Seven years ago, Slashdot reader #66,542 announced "Panopticlick 2.0," a site showing how your web browser handles trackers.

Peter was a staff technologist at the EFF for more than a decade and worked on a number of privacy-protecting projects. Let'sEncrypt is used by hundreds of millions of people.

The sudden death of Eckersley was announced by the EFF's director of cyber security. The announcement says that if you've ever used Let's Encrypt or Certbot, you owe it to him. A glass is raised.

Privacy Badger and HTTPS Everywhere are two of the privacy and security projects co-created by Peter Eckersley on his website. He convened the stop-covid.tech group, advising many groups working on privacy-preserving digital contact tracing and exposure notification.

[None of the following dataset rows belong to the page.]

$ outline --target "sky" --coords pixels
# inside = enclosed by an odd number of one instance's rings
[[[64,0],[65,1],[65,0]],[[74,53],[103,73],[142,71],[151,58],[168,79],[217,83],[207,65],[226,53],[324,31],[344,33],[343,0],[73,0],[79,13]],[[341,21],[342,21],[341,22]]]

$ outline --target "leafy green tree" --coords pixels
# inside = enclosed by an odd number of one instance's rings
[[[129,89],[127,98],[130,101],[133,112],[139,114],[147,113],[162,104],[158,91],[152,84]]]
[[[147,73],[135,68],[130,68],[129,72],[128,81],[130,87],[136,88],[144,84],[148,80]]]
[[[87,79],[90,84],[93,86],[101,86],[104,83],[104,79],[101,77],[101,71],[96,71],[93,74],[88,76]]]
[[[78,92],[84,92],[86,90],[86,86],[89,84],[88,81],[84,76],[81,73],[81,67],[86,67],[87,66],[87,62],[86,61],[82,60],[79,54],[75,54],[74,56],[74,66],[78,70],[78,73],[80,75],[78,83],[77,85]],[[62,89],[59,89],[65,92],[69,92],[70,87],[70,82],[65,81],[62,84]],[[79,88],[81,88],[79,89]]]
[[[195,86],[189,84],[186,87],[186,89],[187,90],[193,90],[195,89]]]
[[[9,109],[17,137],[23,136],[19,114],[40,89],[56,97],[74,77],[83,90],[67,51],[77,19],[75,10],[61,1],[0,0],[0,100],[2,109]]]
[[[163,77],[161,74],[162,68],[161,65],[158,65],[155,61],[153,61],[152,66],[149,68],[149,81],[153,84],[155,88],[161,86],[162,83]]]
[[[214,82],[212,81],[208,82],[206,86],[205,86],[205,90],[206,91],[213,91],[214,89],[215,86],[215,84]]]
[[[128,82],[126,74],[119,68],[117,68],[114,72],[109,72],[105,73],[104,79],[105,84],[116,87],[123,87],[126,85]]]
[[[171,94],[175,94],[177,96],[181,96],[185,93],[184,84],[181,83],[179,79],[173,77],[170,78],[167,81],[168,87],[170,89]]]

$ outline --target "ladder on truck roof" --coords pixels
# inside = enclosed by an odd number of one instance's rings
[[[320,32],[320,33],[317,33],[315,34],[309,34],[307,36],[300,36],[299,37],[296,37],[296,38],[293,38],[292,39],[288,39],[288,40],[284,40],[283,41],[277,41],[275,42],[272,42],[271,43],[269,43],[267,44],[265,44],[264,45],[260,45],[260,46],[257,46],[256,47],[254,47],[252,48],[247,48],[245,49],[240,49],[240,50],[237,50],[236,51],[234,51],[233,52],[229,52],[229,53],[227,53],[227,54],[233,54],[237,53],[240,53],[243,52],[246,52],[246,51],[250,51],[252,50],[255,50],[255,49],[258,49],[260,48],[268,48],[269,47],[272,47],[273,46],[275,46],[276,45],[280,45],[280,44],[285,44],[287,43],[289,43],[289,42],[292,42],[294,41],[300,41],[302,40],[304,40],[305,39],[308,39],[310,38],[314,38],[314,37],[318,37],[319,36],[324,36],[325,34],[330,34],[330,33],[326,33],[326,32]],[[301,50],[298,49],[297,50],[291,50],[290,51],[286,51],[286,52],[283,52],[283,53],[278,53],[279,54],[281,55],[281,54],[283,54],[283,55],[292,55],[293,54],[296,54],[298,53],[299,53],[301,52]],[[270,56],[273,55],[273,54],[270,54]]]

Peter Eckersley's repository can be found online.

But Peter "had apparently revealed recently that he had been diagnosed with cancer," according to a tribute posted online by security company Sophos, noting his impact is all around us: If you click on the padlock in your browser [2022-09-0T22:37:00Z], you'll see that this site, like our sister blog site Sophos News, uses a web certificate that's vouched for by Let's Encrypt, now a well-established Certificate Authority (CA). Let's Encrypt, as a CA, signs TLS cryptographic certificates for free on behalf of bloggers, website owners, mail providers, cloud servers, messaging services...anyone, in fact, who needs or wants a vouched-for encryption certificate, subject to some easy-to-follow terms and conditions....

Let's Encrypt was the first to build a free certificate signing system that was easy to use andScalable. The Let's Encrypt project was soon able to gain the trust of the browser making community, to the point of quickly getting accepted as a approved certificate signer by most mainstream browsers.

The aim of Peter's institute is to make sure that we pick the right social and economic problems to solve with artificial intelligence.

"We often pay more attention to how those goals are to be achieved than to what those goals should be in the first place. At the AI Objectives Institute, our goal is better goals."